I'd been curious as to why Tony did not sit in on the very last bargaining session, until Kate informed me that there were still some
hard feelings from the previous session, in which Tony had publicly referred to Louanne Reilly, the director of nursing, as being “dumb as dirt,” a comment unfortunately picked up by the
Providence Journal.

“If Tony could just remember to shut up once in a while,” said Kate. “Not that it really made any difference. Management doesn't have any personal animus against us. We're in the way of their business plan, that's all. In fact, you should see Winslow flirt with Clare.”

“With Clare?”

“Oh, yeah. He's the kind of guy who yearns after calm, motherly women. Of course, his wife is one of those blond, liposuctioned types without enough body fat to survive two days on a desert island.”

“How's your friend Eileen?”

“I went over and told her we were about to go out. She said to win one for the Gipper. That's the kind of sense of humor she has.”

“And the CAT scan?”

“They didn't tell her why, specifically. But you know they don't do those to see if you swallowed a safety pin when you were a baby.”

“Maybe the strike won't last too long, Kate.”

“Keep dreaming. If I were you, I'd get someone back home to ship you another box of winter clothes.”

We got terrific coverage that night. All the network affiliates included us in their top story lineup, and Rhode Island Public Television convened a discussion panel about the St. Francis strike within the larger context of national health care reform on their 10
P.M.
show, “Questions in Public Policy.”

We arranged for three prominent doctors on the hospital staff, including their most renowned cardiac specialists, to release a statement saying they sympathized with the nurses' concerns. A female state senator who had once been a nurse was featured on the late news denouncing mandatory overtime for nurses as “a return to the fourteen hour factory day”—a reference that resonated here in the mill towns of the Blackstone River Valley. Mae Caroll of the Gray Panthers gave a wonderful interview in which she actually uttered the words, “Shame on them! Shame!” The reporter lauded her as “a veteran
crusader for social justice.” So much for Doug's predictions that Mae would be seen as an aged hoodlum.

One station narrated the day's events over background footage of Clare at the opening of a nursing home two years earlier, holding the hand of a trembling Parkinson's patient in a wheelchair. After this came a nicely contrasting shot of Winslow leaving the hospital that evening, getting into his Cadillac accompanied by his attorneys, both of whom were plump, very well dressed, and sneering. It's funny how on television shows, lawyers are always attractive. In real life, the odds are more like one in fifteen. Washington is full of lawyers and yet it is definitely not a town of beautiful men.

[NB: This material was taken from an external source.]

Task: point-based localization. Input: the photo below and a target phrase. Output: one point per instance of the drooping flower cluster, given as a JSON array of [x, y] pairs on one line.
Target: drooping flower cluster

The positive press buoyed all of us, but for the most part, we were just geographically lucky. Had we been pitching this strike to the media in Jackson, Mississippi, or Houston, Texas, we'd have gotten nowhere. Here in Winsack, supporting labor was like being Catholic. People didn't necessarily believe in the cause with the fervor they once did, but it was still what they came from, the venerable if frequently disregarded faith in which they'd been raised.